黒人差別への抗議デモが広がってからしばらく経ちます。SNSで関連投稿を目にすることも多いのではないでしょうか。

海外に住んでいる友人からよく聞く話があるのですが、SNSで何も発信していないと、「黙ってないで何か発信しなよ」「何も言わないってことは、レイシストなの?」と言われるというのです。とにかくポジションをとることを強いられるということですね。

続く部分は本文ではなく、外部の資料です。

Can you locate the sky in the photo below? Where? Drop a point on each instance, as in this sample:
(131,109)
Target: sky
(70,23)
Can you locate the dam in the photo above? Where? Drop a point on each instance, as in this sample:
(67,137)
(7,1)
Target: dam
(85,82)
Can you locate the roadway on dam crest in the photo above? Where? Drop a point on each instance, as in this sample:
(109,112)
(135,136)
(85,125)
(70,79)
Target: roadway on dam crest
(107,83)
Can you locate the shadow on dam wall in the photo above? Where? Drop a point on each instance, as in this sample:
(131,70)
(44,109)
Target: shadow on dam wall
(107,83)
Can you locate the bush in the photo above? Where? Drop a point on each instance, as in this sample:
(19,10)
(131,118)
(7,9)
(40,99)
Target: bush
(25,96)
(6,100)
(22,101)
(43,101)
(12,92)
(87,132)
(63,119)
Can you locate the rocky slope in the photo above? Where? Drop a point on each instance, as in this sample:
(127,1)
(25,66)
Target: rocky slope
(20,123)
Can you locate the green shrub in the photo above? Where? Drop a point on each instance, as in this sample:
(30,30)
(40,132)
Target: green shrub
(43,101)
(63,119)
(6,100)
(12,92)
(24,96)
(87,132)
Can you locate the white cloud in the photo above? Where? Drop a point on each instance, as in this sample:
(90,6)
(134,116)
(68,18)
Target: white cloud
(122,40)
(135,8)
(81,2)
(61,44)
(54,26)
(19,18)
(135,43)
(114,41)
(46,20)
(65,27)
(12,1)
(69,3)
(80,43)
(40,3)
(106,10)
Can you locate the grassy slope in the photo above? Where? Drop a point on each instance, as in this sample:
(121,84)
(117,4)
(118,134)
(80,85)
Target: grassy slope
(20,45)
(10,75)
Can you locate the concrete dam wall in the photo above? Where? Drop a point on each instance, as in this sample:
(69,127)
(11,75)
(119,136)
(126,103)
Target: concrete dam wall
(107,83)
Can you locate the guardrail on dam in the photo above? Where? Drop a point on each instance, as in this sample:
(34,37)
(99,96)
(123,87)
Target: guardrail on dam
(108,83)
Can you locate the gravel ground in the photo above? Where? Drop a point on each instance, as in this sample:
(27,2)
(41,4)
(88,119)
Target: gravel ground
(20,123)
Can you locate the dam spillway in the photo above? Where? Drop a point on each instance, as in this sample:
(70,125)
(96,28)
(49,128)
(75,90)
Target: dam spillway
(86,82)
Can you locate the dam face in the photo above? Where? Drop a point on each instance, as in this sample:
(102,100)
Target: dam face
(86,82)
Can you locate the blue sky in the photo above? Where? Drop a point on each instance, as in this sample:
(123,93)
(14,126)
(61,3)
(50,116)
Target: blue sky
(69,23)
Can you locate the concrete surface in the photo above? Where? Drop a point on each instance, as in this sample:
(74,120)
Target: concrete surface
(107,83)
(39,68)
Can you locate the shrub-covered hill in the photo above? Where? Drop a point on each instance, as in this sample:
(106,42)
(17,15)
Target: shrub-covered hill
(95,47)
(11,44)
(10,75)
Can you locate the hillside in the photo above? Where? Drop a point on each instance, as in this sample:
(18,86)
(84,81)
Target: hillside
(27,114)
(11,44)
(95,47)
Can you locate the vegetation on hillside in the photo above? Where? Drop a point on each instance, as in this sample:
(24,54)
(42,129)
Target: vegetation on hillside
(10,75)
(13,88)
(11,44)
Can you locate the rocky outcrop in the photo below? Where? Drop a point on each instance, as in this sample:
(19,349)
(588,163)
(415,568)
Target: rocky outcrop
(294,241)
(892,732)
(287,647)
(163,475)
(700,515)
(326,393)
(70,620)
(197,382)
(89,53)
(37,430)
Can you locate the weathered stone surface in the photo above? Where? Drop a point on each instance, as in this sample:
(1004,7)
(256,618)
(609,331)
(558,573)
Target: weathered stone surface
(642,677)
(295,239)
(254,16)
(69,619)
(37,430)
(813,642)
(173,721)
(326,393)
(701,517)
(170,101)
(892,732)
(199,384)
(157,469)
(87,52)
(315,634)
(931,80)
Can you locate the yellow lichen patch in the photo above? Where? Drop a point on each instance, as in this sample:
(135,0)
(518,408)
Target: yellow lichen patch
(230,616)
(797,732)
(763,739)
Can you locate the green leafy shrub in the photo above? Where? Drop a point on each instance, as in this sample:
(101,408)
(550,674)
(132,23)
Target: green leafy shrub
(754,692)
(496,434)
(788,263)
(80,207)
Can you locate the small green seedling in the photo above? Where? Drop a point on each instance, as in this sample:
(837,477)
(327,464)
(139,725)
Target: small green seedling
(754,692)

さかのぼること4年。僕がバンクーバーに留学していたころ、直面していた悩みがありました。それは、英語はわかるけど意見を言えない、何と言ったらいいかわからない、という悩みです。今思うと、多くの日本人がこの問題を経験したことがあるのではないでしょうか。外国の学生と一緒に授業を受けると、クラスには日本人の方が多いのに、発言するのはたいてい外国の学生ということはよくあります。日本人としては、用意してしゃべることはできても、いきなり発言を振られてしゃべるのはなかなか難しいものです。

 

なぜ日本人が発言が苦手なのかを考えると、これは英語力が足りないからではありません。議論することに慣れていないからです。議論するのに必要なのは、意見を持つこと、発言を組み立てる力、聞き手をひきつける話術、説得力、頭の回転の速さなどです。これらを持たないと、外国人と対等に議論することはできません。黒人問題について問われても、答えようがないですね。

では、日本人が議論に弱いのはなぜでしょうか。

西洋には伝統的に、話で人を説得する方法を研究する学問があります。これを修辞学といい、その発祥は古代ギリシャです。民主政が発展したアテネでは、相手を説得して議論に勝つことが市民にとっての関心事でした。この相手を説得するための修辞学を教えていたのが、ソフィストと呼ばれる人々です。修辞学は重要な学問の一つとして、中世にいたるまで盛んに教えられたのでした。哲学や科学が発展すると、修辞学は徐々に学問というよりも話の技術としてとらえられるようになりました。今では修辞学というと、文学の技法という意味合いが強いかもしれません。それでも、西洋の教育では、この「話の技術」が当たり前のものとして教えられてきたのではないかと思います。

一方、日本はどうかというと、昔から自分の主張ができる能力よりも、先生の言うことを聞ける能力・理解できる能力が重視されてきたのではないでしょうか。日本の社会で有用な人材になるためには、組織に忠実に尽くせることが重要であり、またそれが美とされてきました。そんな社会の中で、修辞学的な力は必要ではなかったのでしょう。

明治以降、西洋式の教育を取り入れた後も、修辞学が教えられることはなかったでしょう。それは近代化してもなお、日本社会が話のテクニック的なものを求めなかったからだと思います。日本人が外国人と議論するとき、この修辞学的な素養の欠落が大きなハンデになってしまいます。

 

いま、英語教育の大きな目的は、やはりコミュニケーション能力の育成にあります。この目的に従って、学校では文法やリスニング、スピーキングが教えられています。しかし、日本人が英語スピーカーとコミュニケーションをとるときに大きな壁となるのが、「意見を言える能力」「うまく伝える能力」なのです。ディベートなどの活動も、英語を話せるようになることを目標に取り入れられることが多いですが、もっと「議論をする力」に焦点を当てた教育が行われるべきです。この視点で英語教育を見ることが、何かと問題視されやすい日本人の英語力という問題を考えるヒントになるのではないでしょうか。